Garvonesa
- Conservation status: FAO (2007): endangeredDAD-IS (2025): at risk;
- Other names: Chamusca
- Country of origin: Portugal
- Distribution: Alentejo

= Garvonesa =

Portuguese breed of cattle

The Garvonesa or Chamusca is a Portuguese breed of draught cattle originating in the historic region of Alentejo, in southern Portugal. It is distributed principally in the concelhos or former concelhos of Alcáçovas (now part of Viana do Alentejo), Almodôvar, Barrancos, Castro Verde, Odemira, Ourique, Santiago do Cacém and Vila Nova de Sao Bento (now part of Serpa).

== History ==

The Garvonesa is a traditional draught breed of the valley of the Rio Mira in south-western Alentejo. It is believed to be intermediate between the Alentejana breed of Alentejo – to which microsatellite studies have shown it to be closely related – and the Algarvia of the Algarve region to the south.

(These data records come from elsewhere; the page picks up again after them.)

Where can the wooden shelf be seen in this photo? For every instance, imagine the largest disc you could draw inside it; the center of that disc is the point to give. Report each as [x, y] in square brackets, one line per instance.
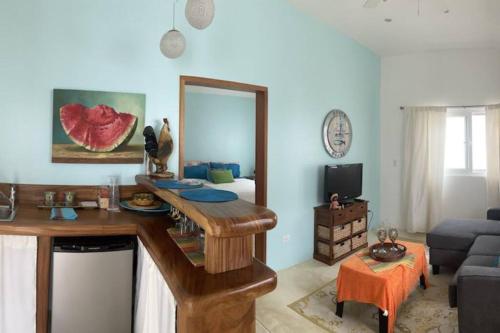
[331, 250]
[227, 219]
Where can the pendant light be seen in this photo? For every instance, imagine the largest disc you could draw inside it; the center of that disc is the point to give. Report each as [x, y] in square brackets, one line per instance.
[200, 13]
[173, 43]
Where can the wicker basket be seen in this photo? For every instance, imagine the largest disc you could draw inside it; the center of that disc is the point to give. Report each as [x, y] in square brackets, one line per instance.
[341, 248]
[341, 232]
[359, 240]
[359, 225]
[324, 232]
[323, 249]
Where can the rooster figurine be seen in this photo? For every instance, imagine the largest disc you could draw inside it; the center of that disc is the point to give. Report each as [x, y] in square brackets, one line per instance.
[159, 151]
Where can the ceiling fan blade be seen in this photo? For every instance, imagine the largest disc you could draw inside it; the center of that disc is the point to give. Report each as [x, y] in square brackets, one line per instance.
[372, 3]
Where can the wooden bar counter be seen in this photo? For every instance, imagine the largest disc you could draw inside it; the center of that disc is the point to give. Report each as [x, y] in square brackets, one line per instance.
[223, 302]
[229, 227]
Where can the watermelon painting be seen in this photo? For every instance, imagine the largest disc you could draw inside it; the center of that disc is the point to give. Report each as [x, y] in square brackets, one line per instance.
[97, 127]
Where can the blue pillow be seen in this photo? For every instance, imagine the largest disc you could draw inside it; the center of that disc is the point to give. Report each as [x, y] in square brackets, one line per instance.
[234, 167]
[196, 171]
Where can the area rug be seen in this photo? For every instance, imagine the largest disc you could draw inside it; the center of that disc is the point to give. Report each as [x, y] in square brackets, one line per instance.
[424, 311]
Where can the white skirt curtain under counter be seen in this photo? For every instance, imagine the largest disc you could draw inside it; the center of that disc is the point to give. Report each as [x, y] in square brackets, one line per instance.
[18, 284]
[423, 167]
[155, 304]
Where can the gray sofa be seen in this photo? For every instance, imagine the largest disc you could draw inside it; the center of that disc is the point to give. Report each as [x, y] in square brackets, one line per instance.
[473, 248]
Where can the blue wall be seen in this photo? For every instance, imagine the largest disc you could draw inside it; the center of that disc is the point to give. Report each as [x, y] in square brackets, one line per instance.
[220, 128]
[112, 45]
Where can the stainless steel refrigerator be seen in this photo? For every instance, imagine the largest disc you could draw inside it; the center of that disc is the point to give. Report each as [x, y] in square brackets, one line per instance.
[92, 284]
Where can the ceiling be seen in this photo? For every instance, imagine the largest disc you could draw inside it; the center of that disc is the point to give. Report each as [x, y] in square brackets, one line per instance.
[469, 23]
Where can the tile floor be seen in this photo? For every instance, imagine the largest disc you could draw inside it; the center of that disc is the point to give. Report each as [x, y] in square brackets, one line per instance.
[273, 314]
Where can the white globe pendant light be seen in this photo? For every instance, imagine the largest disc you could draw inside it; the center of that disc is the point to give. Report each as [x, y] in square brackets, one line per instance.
[173, 43]
[200, 13]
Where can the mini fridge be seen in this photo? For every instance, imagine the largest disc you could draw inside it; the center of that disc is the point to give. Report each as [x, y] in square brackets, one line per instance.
[92, 284]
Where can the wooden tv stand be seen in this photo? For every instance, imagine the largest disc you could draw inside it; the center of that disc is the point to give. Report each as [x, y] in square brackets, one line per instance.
[339, 233]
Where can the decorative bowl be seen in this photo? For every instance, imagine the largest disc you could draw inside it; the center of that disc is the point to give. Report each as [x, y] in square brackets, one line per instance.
[388, 255]
[143, 199]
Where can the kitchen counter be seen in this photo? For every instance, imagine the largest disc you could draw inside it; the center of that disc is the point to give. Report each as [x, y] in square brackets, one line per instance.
[206, 302]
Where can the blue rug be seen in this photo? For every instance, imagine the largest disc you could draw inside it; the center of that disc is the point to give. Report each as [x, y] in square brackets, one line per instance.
[175, 185]
[209, 195]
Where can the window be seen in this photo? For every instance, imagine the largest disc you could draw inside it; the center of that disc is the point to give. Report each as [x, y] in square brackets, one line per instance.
[465, 141]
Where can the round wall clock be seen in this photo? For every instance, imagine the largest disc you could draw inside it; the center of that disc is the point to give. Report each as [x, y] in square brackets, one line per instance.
[337, 133]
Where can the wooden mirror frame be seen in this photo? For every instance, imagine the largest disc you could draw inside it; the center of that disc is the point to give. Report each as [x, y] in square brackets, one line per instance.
[261, 106]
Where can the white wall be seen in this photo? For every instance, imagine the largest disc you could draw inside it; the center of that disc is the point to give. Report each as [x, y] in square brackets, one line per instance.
[456, 77]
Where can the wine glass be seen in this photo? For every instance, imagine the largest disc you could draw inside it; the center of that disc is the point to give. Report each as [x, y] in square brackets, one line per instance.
[382, 235]
[393, 235]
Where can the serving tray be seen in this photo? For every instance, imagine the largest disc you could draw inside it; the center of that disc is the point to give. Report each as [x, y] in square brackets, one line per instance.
[389, 255]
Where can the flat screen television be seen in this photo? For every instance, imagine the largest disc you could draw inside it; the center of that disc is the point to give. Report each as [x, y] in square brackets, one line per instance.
[344, 179]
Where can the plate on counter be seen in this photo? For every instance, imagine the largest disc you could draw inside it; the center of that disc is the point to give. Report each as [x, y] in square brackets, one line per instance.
[161, 208]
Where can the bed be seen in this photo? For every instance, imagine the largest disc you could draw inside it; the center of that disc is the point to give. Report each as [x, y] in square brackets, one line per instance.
[245, 188]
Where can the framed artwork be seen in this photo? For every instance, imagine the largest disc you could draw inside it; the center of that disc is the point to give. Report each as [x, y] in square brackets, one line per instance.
[97, 127]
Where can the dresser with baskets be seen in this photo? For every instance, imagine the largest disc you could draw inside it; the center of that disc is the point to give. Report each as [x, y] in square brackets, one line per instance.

It was reared principally for draught work, to which it was well suited. With the mechanisation of agriculture and transport in the years following the Second World War, it was no longer in demand for this purpose, and attention turned to other breeds with better aptitude for meat production. By the late twentieth century it had become gravely endangered. A conservation programme was initiated in the Parque Natural do Sudoeste Alentejano e Costa Vicentina in 1994, and a herd-book was established in the same year; since 2000 this has been held by the Associação de Agricultores do Campo Branco.

In the twenty-first century the Garvonesa is distributed principally in the concelhos of Almodôvar, Barrancos, Castro Verde, Odemira and Ourique, and the former concelho of Vila Nova de Sao Bento (now part of Serpa), all in Beja District; the former concelho of Alcáçovas – now part of Viana do Alentejo – in Evora District; and the concelho of Santiago do Cacém in Setúbal District. In 2004 the population was reported as 145 cows in 7 herds; in 2024 the total number was estimated to be 1160±– head, with a breeding stock of 665 cows and 27 active bulls.

== Characteristics ==

The coat is generally a dark reddish brown or deep chestnut in colour. In cows, the head and withers are black, as are the lower legs and the tail; it is from this that the name Chamusca derives, from chamuscar, 'scorch'. In bulls the black coloration is more extensive, but does not usually extend to the dorsal region.